Most, therefore, agree that Lent is post-apostolic and is closely associated with the Roman church.
The Seventh-day Adventist church has historically distanced itself from celebrating Roman ceremonies, such as Easter sunrise services and special days dedicated to various saints. But this is now changing as small steps bring the church closer and closer to conformation.
Do we now reject the counsel of previous generations of Adventists who believed we should live lives of self-denial throughout the entire year and not just a symbolic 40-day period? Can we now abandon self-denial for 325 days and then conform to the ceremonies and traditions of the Roman church?
It is easy to cast away counsel that brought us this far. To throw into the dustbin of obsolescence words & practice that led us away from apostacy and into the arms of Christ:
“Christ has called you to be His followers, to imitate His life of self-sacrifice and self-denial, to be interested in the great work of the redemption of the fallen race. You have no just sense of the work that God requires you to perform. Christ is your pattern. That in which you are deficient is love. This pure and holy principle distinguishes the character and conduct of Christians from those of worldlings. Divine love has a powerful, purifying influence. It is to be found only in renewed hearts, and naturally flows out to their fellow men” (Testimonies to the Church, Volume 2, page 169.2).

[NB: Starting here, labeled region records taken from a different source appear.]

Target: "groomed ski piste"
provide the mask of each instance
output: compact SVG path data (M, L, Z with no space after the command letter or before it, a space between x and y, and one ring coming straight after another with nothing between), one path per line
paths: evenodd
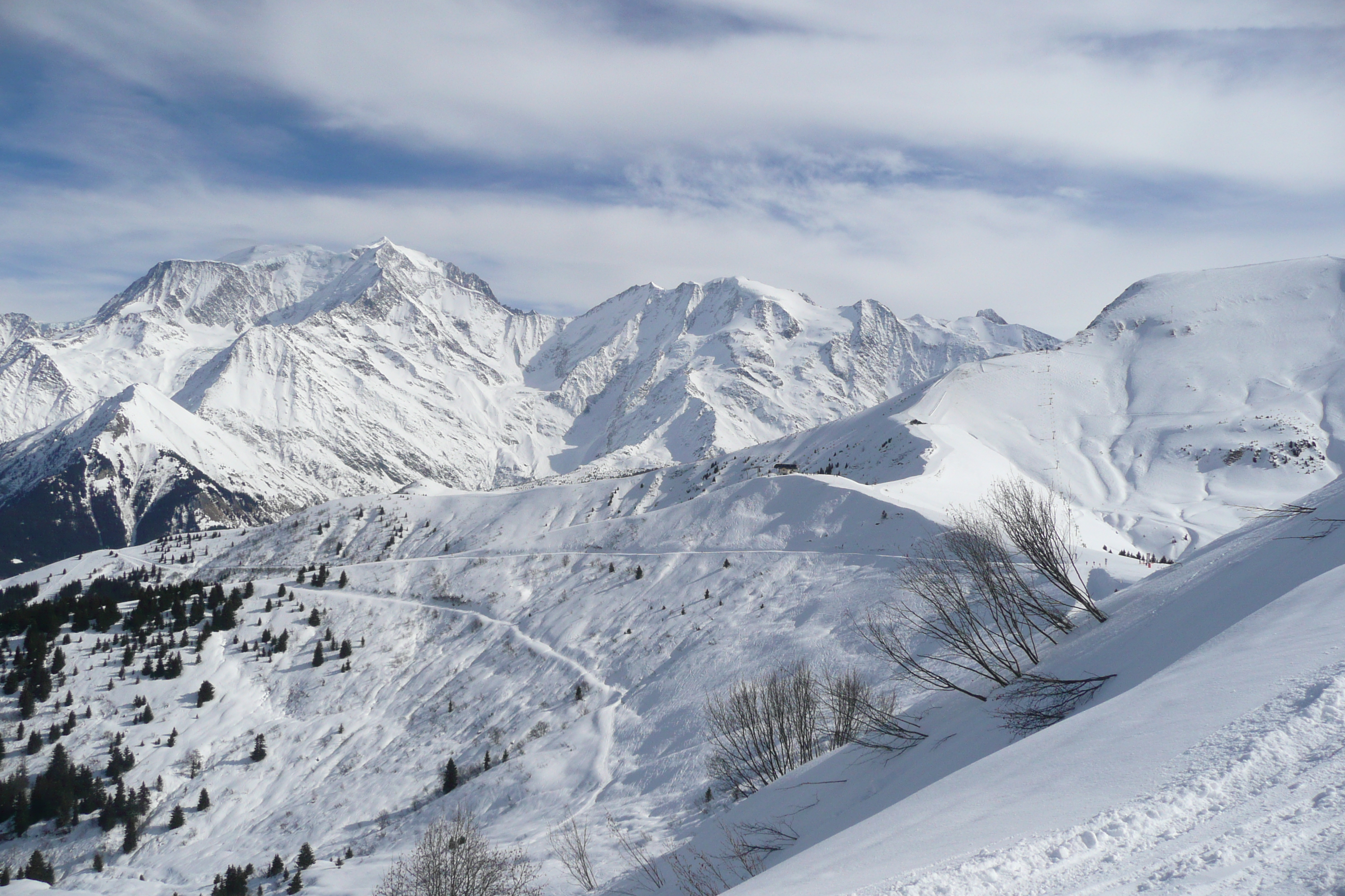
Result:
M546 836L569 817L590 826L608 892L681 893L670 854L720 857L726 834L746 829L790 837L755 877L720 864L722 884L744 893L1337 892L1340 267L1210 273L1176 309L1174 278L1154 278L1060 352L963 365L712 461L486 493L424 484L16 576L5 584L38 582L46 596L75 576L152 564L165 578L253 582L256 595L199 664L184 652L176 680L136 684L133 668L121 680L101 665L113 654L87 653L106 635L73 634L67 662L79 672L56 692L71 692L81 721L61 743L101 768L124 732L136 756L128 783L161 775L164 790L130 854L120 829L104 834L86 818L69 833L34 826L0 844L0 862L40 848L58 888L167 896L208 892L229 864L264 868L274 853L292 868L309 842L319 861L305 891L369 893L432 821L469 806L491 840L542 862L554 893L581 892ZM1243 298L1216 306L1216 294ZM1162 321L1158 304L1169 305ZM1181 337L1189 348L1167 353L1196 312ZM1111 328L1116 339L1099 347L1110 321L1139 318L1151 325ZM1287 357L1290 344L1305 355ZM1075 360L1056 360L1071 351ZM1098 372L1122 384L1107 400L1083 398L1079 377L1106 379ZM1158 410L1196 395L1171 416ZM1200 431L1185 429L1193 414L1208 415ZM1255 426L1274 441L1248 435ZM1297 455L1278 447L1286 441ZM1076 470L1085 463L1093 474ZM855 619L898 599L920 540L1005 474L1071 488L1080 563L1110 615L1080 618L1037 670L1115 678L1025 737L1001 727L994 699L907 688L905 712L927 735L913 748L843 747L745 799L706 801L705 699L798 658L886 681ZM1274 512L1286 504L1298 512ZM1178 563L1122 548L1166 548ZM315 563L330 566L328 584L297 584L299 567ZM292 596L276 604L280 584ZM242 649L266 629L291 638L269 662ZM331 657L313 668L327 629L356 645L351 672ZM203 680L218 696L198 708ZM149 724L132 721L137 696ZM30 727L44 731L67 709L52 712ZM16 724L13 712L0 721L5 774L22 762ZM254 763L256 733L269 755ZM203 756L195 778L192 750ZM488 771L440 794L449 756L473 768L486 750ZM30 771L50 751L28 758ZM196 813L202 787L213 805ZM175 805L187 825L168 830ZM662 887L628 870L608 817L663 856ZM336 866L347 849L354 857ZM94 852L108 860L101 873Z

“Though the authority and creed of Rome were rejected, not a few of her ceremonies were incorporated into the worship of the Church of England. It was claimed that things not forbidden in Scripture were not intrinsically evil. Their observance tended to narrow the gulf which separated the reformed churches from Rome, and it was urged that they would promote acceptance of the Protestant faith by Romanists” (From Here to Forever, page 181).
Are we on the same slippery slope following the early church, where “Almost imperceptibly the customs of heathenism found their way into the Christian church”? (Great Controversy, page 49.2).
There is a pattern here of exonerating the customs of man, and overshadowing the Truth of Scripture. Any following of Roman traditions opens the door to an acknowledgment of its self-proclaimed authority over all Christianity.
[Editor’s insertion. It is noteworthy that the Hollywood SDA Church—under the oversight of senior pastor Ryan Bell—began observing Lent in 2009. This practice was accompanied and followed by a series of departures from biblical orthodoxy, culminating in Bell’s eventual firing. He went on to celebrate a year of atheism, and is now advocating morality without God as the national organizing manager for the Secular Student Alliance (a social justice group) and is the Humanist Chaplain at the University of Southern California].
Perhaps, in the near future, my beloved Kettering SDA church will pay additional homage with a celebration of Ash Wednesday, or The 14 Stations of the Cross, or Signs of the Cross by members following prayer. There are now no barriers preventing it.